The current version of King Crimson is almost tailor made to fulfill Fripp's vision of being able to play onstage virtually all iterations of the group's catalog, and that is exactly what we eagerly experienced, with the caveat that some versions were more successful than others. The only relatively minor quibbles would be that the rather unorthodox vocal interpretation of Indiscipline left something to be desired and the live sound of three full sized drum kits at audience ear level overpowered the ability to clearly pick out Collins' and Levin's playing at times, as well as the lyrics. Attempting to offset this, the overall volume was raised to a sometimes unpleasant level, resulting in widespread earplug use.
In an evening of many highlights, "Pictures of a City," "Cirkus," "The Letters," "Islands" and "Lizard" from the trio of under-appreciated records more than held their own with the more well known material.

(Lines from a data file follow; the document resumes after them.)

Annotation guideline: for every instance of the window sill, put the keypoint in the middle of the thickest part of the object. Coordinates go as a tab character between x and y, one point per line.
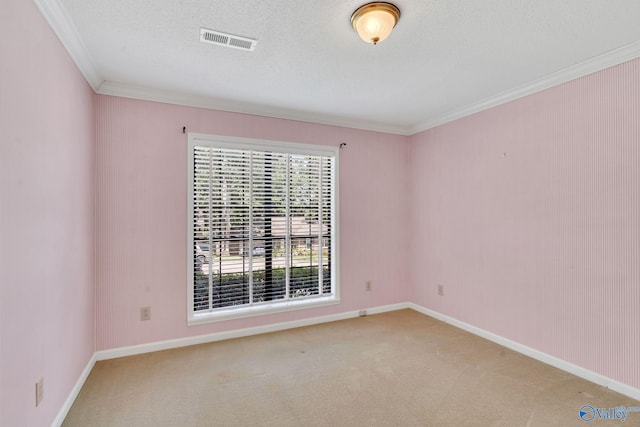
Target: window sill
259	310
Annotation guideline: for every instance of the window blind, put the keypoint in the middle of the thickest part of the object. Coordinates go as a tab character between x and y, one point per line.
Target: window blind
262	226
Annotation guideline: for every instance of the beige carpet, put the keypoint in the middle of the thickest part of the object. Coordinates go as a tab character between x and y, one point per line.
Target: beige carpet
394	369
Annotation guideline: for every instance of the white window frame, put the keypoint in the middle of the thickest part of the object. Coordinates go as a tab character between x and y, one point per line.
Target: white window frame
242	311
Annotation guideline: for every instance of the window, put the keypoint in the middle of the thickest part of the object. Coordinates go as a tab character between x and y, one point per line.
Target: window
262	227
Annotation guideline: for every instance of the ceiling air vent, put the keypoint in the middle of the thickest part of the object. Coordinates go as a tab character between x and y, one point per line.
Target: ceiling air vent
228	40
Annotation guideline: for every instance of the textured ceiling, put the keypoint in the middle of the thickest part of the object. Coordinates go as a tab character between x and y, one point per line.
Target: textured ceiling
443	60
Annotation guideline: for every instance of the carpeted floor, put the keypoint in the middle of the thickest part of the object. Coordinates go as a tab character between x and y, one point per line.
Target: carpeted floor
394	369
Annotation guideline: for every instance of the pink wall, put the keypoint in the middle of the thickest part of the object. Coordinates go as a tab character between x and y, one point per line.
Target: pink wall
529	215
142	216
47	173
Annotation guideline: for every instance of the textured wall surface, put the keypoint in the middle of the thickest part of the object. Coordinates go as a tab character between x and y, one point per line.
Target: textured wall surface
528	215
47	175
142	216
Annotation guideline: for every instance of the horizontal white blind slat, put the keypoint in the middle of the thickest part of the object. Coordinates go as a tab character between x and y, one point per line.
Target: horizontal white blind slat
262	218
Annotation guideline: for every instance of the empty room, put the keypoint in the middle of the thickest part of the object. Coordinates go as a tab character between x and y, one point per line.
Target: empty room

Jakko Jakszyk's vocals, Mel Collins' assortment of saxophones and flutes and the delicate sounds of digital mellotrons more than ably presented these jewels in the setting they deserve.
Almost timelessly turning back the clock, we were treated to superb versions of the entire landmark In The Court Of The Crimson King
album (except "I Talk To The Wind") along with powerful performances of the two strongest tracks from Larks' Tongues in Aspic
("Larks' Tongues in Aspic, Part One" and "Easy Money") with the latter featuring Jakko's excellent wordless vocal cadenza.
But the most interstellar part of the evening was the performance of "Starless" from the 1974 Red
album, as the stage lighting changed over from blue to that color. The tension building portion of the piece, led by Levin and Fripp, built inexorably to a delicious climax, finishing the second set to a well deserved standing ovation. An energetic encore of "21st Century Schizoid Man" featuring a superlative Gavin Harrison
drum solo followed, with Fripp plucking Joe Pass
like jazz chords behind Collins' whirling dervish of a sax solo, closing out this first of two evenings of incomparable music making.
Jimi Hendrix saw them at the Marquee in 1969 and declared them to be the best band in the world. In many ways, almost half a century later, they still are.